An investigation into the impact of the Resource Management Act 1991 on the provision of information by regional councils in annual plans and annual reports.
Degree GrantorUniversity of Canterbury
Degree NameMaster of Commerce
Prior to the Resource Management Act 1991 (RMA) New Zealand's environmental law was managed via a plethora of overlapping, confusing, and conflicting legislation (Resource Management Bill (RMB), i). The purpose of the RMA is to promote the sustainable management of New Zealand's natural and physical resources. It imposes a duty on every person to ensure that this is achieved. Regional councils play a pivotal role in promoting sustainable management because they are responsible for establishing, implementing, and reviewing objectives, policies and methods to achieve integrated management of natural and physical resources in their regions.

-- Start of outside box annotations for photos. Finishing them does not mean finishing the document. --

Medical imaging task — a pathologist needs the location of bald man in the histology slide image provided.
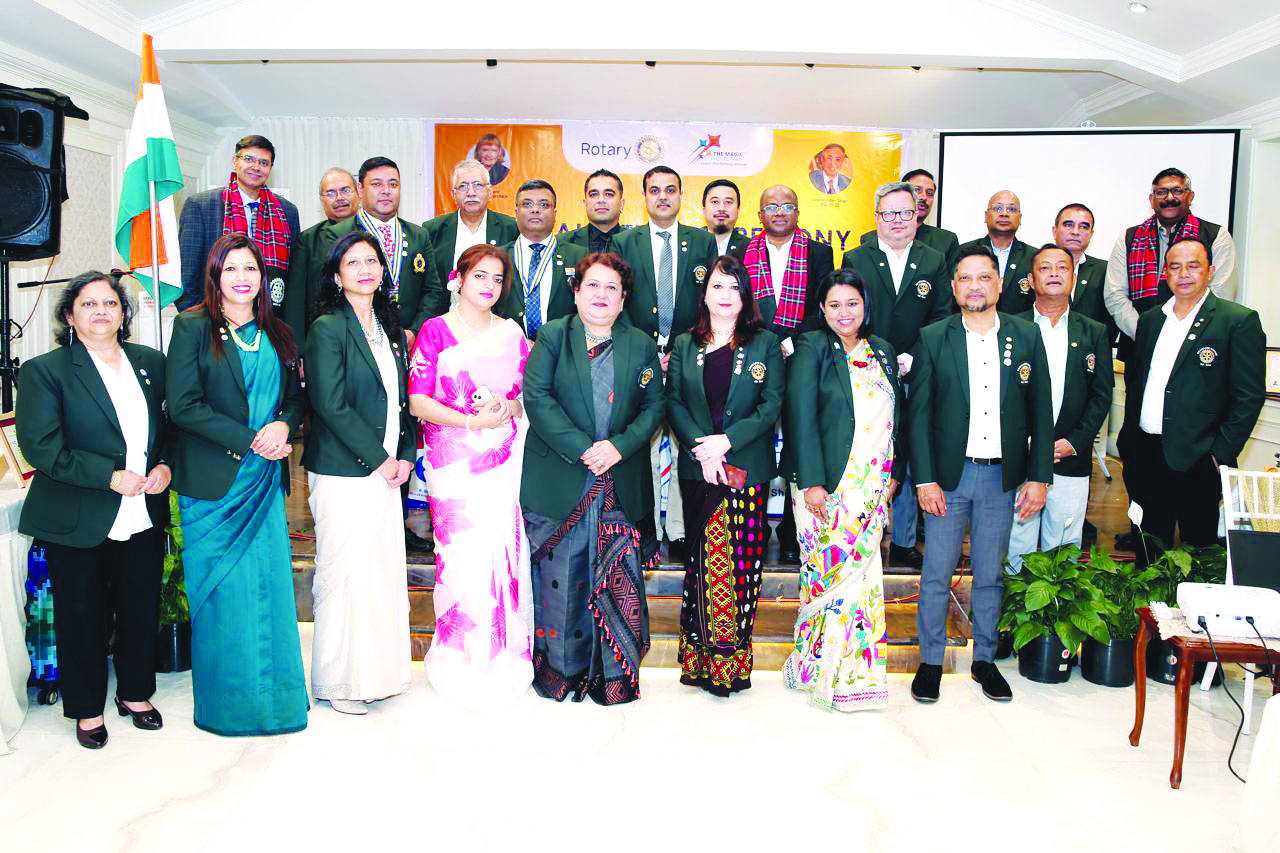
[960,190,1036,314]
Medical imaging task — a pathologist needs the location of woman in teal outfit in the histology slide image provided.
[166,233,307,735]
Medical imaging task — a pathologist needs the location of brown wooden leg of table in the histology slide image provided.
[1169,649,1196,788]
[1129,620,1151,747]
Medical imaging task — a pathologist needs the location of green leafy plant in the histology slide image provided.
[1000,544,1115,651]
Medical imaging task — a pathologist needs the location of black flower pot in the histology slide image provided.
[1080,637,1134,686]
[1018,634,1071,684]
[1147,638,1222,686]
[156,622,191,672]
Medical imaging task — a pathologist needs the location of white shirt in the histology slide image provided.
[764,232,796,306]
[876,238,915,293]
[1032,305,1071,424]
[88,350,151,542]
[961,318,1002,459]
[1138,289,1211,435]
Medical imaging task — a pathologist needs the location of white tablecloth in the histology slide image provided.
[0,481,31,756]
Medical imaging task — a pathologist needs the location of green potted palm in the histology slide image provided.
[1000,544,1112,684]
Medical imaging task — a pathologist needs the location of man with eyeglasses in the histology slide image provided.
[742,183,836,562]
[557,169,622,252]
[422,160,520,290]
[177,134,302,311]
[841,181,952,570]
[960,190,1036,314]
[495,181,586,341]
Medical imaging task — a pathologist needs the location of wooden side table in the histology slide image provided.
[1129,607,1280,788]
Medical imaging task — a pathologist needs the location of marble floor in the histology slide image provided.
[0,624,1274,853]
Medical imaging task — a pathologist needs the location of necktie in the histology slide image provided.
[658,231,676,338]
[525,243,547,338]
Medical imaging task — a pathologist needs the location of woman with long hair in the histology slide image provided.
[166,232,307,735]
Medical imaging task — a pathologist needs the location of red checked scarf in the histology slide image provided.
[742,228,809,329]
[223,172,291,269]
[1129,213,1199,301]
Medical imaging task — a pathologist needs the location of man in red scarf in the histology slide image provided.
[177,134,301,311]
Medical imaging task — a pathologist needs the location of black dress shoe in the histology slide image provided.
[404,528,435,551]
[911,663,942,704]
[888,542,924,571]
[969,661,1014,702]
[76,721,106,749]
[115,697,164,731]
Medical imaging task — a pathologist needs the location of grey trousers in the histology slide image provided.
[915,461,1016,665]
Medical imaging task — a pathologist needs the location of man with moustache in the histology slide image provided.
[960,190,1036,314]
[557,169,622,252]
[841,181,952,570]
[495,181,586,341]
[703,178,750,260]
[1116,235,1266,548]
[1009,242,1114,574]
[415,160,518,289]
[613,165,717,564]
[747,183,836,562]
[908,242,1053,702]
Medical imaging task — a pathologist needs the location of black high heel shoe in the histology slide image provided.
[113,697,164,727]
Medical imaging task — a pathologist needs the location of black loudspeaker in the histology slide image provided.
[0,85,88,260]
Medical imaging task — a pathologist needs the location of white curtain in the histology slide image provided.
[202,117,434,228]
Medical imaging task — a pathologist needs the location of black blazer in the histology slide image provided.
[302,301,417,476]
[15,341,169,548]
[782,329,906,492]
[165,309,307,501]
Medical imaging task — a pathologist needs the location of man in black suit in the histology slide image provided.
[703,178,750,260]
[177,134,302,311]
[557,169,622,254]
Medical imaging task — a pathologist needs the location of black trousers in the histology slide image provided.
[1121,430,1222,548]
[36,528,164,720]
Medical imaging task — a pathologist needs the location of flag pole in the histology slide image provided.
[147,181,164,353]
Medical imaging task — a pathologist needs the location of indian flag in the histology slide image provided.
[115,33,182,307]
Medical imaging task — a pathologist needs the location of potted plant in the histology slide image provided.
[1000,544,1112,684]
[156,491,191,672]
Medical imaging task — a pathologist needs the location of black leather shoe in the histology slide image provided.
[404,528,435,551]
[969,661,1014,702]
[115,697,164,731]
[888,542,924,571]
[911,663,942,704]
[76,721,106,749]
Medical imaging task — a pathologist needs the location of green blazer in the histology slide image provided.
[782,329,914,492]
[520,314,663,524]
[413,210,520,290]
[15,341,175,548]
[1117,293,1267,471]
[667,329,786,483]
[613,223,716,341]
[952,237,1038,314]
[494,237,586,336]
[302,302,417,476]
[841,240,955,356]
[165,310,307,501]
[1021,306,1115,476]
[908,313,1053,492]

They must prepare a regional policy statement and a coastal policy statement, and where necessary regional plans. In addition, they have certain other duties under the RMA: to consider alternatives, benefits, and costs (section 32); and to gather information, monitor, and keep records (section 35). However, the RMA does not clearly outline how regional councils should provide information to the public about progress made towards objectives as outlined in regional plans and policy statements and their other duties. It is important for the regional council to be accountable to the public for their progress made towards objectives and their duties since, as ratepayers, the public are financial contributors.1 This study investigates how regional councils are currently providing information to the public about progress made towards objectives and their other duties as required under the RMA. This study also investigates whether the annual plans and annual reports (as required under the Local Government Act 1974 (LGA)) are the appropriate vehicles for disclosing this information. The research is conducted through a survey sent to accountants who coordinate and/or prepare annual plans and annual reports in regional councils (or councils with regional responsibilities) who prepare annual plans and annual reports. Follow-up interviews were held with two accountants at these regional councils. The research has found that the RMA has currently had little impact on the provision of information by regional councils in annual plans and annual reports. However, the impact may be greater in the future.